A terceira frente que uniu as demais, num tramo de 259 metros, foi realizada entre jul/82 e nov/82 (Figs 7 e 8). A obra exigiu
11.277m3 de escavações e 9.108 m3 de concreto.

Figura 7 – Seqüência de Escavação do Conduto Forçado Figura 8 – Escavação do Conduto Forçado

A casa de máquinas, de dimensões dignas de uma catedral (70m de comprimento, 40m de altura e 25m de largura) foi
escavada dentro do vulcão Misti, num volume de 47.300 m3, em rocha andesítica, bastante alterada, com falhas, que exigiu
cuidados especiais, entre eles o preenchimento com o uso de material calcáreo.

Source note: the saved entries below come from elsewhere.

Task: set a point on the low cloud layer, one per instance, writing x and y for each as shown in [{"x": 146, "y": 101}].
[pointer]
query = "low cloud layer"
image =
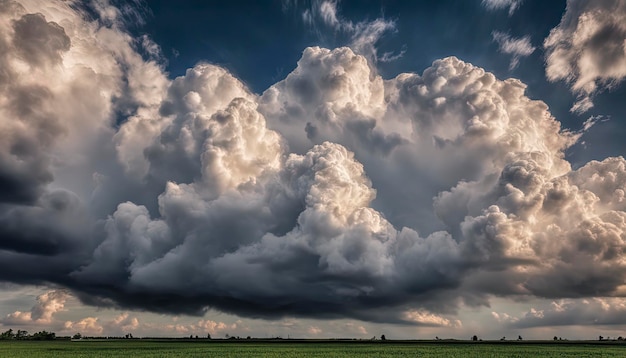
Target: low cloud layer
[
  {"x": 588, "y": 48},
  {"x": 335, "y": 193}
]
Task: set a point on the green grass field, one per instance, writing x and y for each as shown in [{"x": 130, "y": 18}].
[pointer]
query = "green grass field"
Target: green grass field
[{"x": 283, "y": 349}]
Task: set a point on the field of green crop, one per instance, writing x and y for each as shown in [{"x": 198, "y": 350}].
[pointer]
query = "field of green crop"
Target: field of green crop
[{"x": 153, "y": 349}]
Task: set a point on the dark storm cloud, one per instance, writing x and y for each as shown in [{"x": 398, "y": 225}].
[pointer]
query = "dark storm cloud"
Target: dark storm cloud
[{"x": 335, "y": 193}]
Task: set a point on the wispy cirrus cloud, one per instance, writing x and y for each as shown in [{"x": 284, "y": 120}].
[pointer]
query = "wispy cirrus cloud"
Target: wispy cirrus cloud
[
  {"x": 512, "y": 5},
  {"x": 516, "y": 47}
]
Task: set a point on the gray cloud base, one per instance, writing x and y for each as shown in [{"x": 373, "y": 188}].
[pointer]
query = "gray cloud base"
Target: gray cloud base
[{"x": 334, "y": 193}]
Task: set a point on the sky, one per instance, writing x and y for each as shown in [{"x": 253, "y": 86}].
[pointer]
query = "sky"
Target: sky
[{"x": 313, "y": 169}]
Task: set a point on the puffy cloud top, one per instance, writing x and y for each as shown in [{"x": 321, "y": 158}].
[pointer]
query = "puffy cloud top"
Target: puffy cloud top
[
  {"x": 588, "y": 48},
  {"x": 333, "y": 193}
]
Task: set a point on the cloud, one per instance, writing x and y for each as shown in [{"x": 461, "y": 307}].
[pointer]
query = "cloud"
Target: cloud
[
  {"x": 48, "y": 304},
  {"x": 364, "y": 35},
  {"x": 587, "y": 49},
  {"x": 567, "y": 312},
  {"x": 333, "y": 194},
  {"x": 513, "y": 5},
  {"x": 516, "y": 47}
]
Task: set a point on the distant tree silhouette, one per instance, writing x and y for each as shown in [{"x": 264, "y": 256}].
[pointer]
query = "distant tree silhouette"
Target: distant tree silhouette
[{"x": 8, "y": 334}]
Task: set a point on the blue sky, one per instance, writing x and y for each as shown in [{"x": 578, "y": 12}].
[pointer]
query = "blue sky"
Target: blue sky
[{"x": 313, "y": 168}]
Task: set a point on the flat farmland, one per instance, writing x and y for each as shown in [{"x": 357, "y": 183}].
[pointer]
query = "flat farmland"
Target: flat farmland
[{"x": 290, "y": 348}]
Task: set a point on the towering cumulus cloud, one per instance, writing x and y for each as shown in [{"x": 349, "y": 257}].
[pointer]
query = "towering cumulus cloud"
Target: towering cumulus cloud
[
  {"x": 334, "y": 193},
  {"x": 588, "y": 48}
]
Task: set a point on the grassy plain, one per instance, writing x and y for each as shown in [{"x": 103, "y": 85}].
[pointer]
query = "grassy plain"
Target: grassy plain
[{"x": 287, "y": 349}]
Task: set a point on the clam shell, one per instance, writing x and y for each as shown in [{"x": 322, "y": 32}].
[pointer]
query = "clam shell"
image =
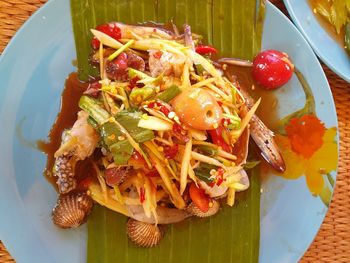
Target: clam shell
[
  {"x": 144, "y": 234},
  {"x": 194, "y": 210},
  {"x": 72, "y": 210}
]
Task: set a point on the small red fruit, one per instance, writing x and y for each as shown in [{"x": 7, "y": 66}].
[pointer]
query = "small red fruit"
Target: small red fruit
[
  {"x": 272, "y": 69},
  {"x": 199, "y": 198}
]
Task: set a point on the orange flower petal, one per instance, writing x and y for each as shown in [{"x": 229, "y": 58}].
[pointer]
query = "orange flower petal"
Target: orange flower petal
[
  {"x": 305, "y": 134},
  {"x": 314, "y": 180},
  {"x": 295, "y": 164}
]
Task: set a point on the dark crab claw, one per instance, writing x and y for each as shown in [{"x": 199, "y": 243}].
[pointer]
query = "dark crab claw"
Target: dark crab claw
[
  {"x": 263, "y": 137},
  {"x": 64, "y": 170},
  {"x": 77, "y": 144}
]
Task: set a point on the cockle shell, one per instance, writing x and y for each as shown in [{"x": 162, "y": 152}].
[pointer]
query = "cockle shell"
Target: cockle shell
[
  {"x": 144, "y": 234},
  {"x": 72, "y": 210},
  {"x": 213, "y": 209}
]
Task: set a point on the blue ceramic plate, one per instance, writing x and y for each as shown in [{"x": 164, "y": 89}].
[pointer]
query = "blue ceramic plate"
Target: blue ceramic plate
[
  {"x": 32, "y": 73},
  {"x": 329, "y": 51}
]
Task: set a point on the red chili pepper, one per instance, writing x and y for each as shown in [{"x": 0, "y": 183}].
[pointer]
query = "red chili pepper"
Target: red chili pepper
[
  {"x": 133, "y": 83},
  {"x": 220, "y": 176},
  {"x": 84, "y": 184},
  {"x": 219, "y": 137},
  {"x": 95, "y": 43},
  {"x": 153, "y": 173},
  {"x": 180, "y": 133},
  {"x": 109, "y": 29},
  {"x": 137, "y": 157},
  {"x": 142, "y": 195},
  {"x": 204, "y": 50},
  {"x": 161, "y": 107},
  {"x": 171, "y": 151},
  {"x": 199, "y": 198},
  {"x": 158, "y": 54}
]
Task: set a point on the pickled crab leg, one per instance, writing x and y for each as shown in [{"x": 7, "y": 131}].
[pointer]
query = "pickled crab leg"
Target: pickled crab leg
[{"x": 263, "y": 137}]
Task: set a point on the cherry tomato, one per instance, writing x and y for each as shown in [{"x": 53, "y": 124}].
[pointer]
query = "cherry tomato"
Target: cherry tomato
[
  {"x": 220, "y": 137},
  {"x": 272, "y": 69},
  {"x": 199, "y": 198},
  {"x": 115, "y": 175},
  {"x": 198, "y": 109}
]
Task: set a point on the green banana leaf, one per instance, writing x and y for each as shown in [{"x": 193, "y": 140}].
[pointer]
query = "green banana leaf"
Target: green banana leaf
[{"x": 234, "y": 27}]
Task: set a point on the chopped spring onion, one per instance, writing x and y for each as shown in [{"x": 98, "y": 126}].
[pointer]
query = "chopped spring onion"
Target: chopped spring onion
[
  {"x": 97, "y": 196},
  {"x": 245, "y": 121},
  {"x": 133, "y": 143},
  {"x": 137, "y": 96},
  {"x": 118, "y": 195},
  {"x": 102, "y": 67},
  {"x": 154, "y": 123},
  {"x": 208, "y": 150},
  {"x": 205, "y": 159},
  {"x": 120, "y": 50},
  {"x": 153, "y": 148},
  {"x": 106, "y": 39},
  {"x": 92, "y": 106},
  {"x": 184, "y": 165},
  {"x": 170, "y": 186},
  {"x": 191, "y": 174},
  {"x": 198, "y": 135},
  {"x": 231, "y": 196},
  {"x": 169, "y": 93},
  {"x": 203, "y": 83}
]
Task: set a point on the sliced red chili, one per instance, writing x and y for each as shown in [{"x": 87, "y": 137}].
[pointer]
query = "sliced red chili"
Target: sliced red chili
[
  {"x": 220, "y": 137},
  {"x": 180, "y": 133},
  {"x": 142, "y": 195},
  {"x": 153, "y": 173},
  {"x": 220, "y": 176},
  {"x": 199, "y": 198},
  {"x": 171, "y": 151},
  {"x": 133, "y": 83},
  {"x": 111, "y": 30},
  {"x": 204, "y": 50}
]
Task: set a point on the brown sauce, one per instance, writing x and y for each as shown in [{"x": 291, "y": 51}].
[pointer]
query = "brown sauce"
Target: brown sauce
[
  {"x": 339, "y": 38},
  {"x": 65, "y": 119}
]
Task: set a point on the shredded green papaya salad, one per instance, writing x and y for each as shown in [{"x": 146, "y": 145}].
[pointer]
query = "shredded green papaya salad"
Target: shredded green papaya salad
[{"x": 165, "y": 131}]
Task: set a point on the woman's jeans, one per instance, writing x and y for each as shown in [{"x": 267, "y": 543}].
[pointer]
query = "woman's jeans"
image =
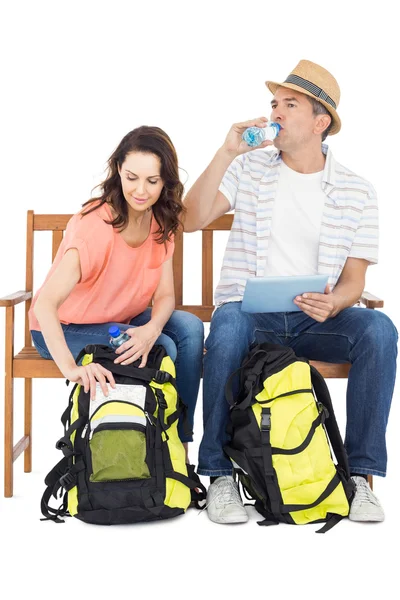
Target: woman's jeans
[
  {"x": 182, "y": 337},
  {"x": 365, "y": 338}
]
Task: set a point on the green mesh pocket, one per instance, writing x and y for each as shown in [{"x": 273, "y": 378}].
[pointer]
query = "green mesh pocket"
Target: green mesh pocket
[{"x": 118, "y": 454}]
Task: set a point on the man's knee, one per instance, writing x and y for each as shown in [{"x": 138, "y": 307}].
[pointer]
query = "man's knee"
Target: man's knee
[{"x": 379, "y": 329}]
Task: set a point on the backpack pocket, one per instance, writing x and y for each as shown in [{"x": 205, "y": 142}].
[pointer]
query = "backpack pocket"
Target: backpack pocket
[{"x": 119, "y": 442}]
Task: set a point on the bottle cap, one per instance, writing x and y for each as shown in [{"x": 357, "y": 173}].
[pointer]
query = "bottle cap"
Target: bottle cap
[
  {"x": 273, "y": 124},
  {"x": 114, "y": 331}
]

As galerias de acesso, de descarga e de cabos com comprimento de 373m, 401m e 439m, respectivamente, exigiram a
remoção de 30.000m3 de rocha e areia vulcânica, durante um ano de trabalho, superando todo tipo de dificuldades geológicas e
sísmicas.

A partir da casa de máquinas, a energia foi conduzida a um pátio sob tensão de 138 kV e transportada à subestação de
Socabaya, centro de distribuição e transformação mais importante do sudoeste peruano, para a interconexão com o sistema
elétrico de Arequipa-Cerro Verde.

A construção da hidrelétrica Charcani V, concluída em 1988, contribuiu para o desenvolvimento sócio-econômico da região,
estimulando as atividades de mineração, de indústrias, etc., gerando empregos diretos e indiretos. A obra integrou os
conhecimentos e a cultura de brasileiros e peruanos, associando a engenharia e o gerenciamento brasileiros com a experiência
peruana na construção de hidrelétricas em regiões montanhosas, como é o caso de Charcani V.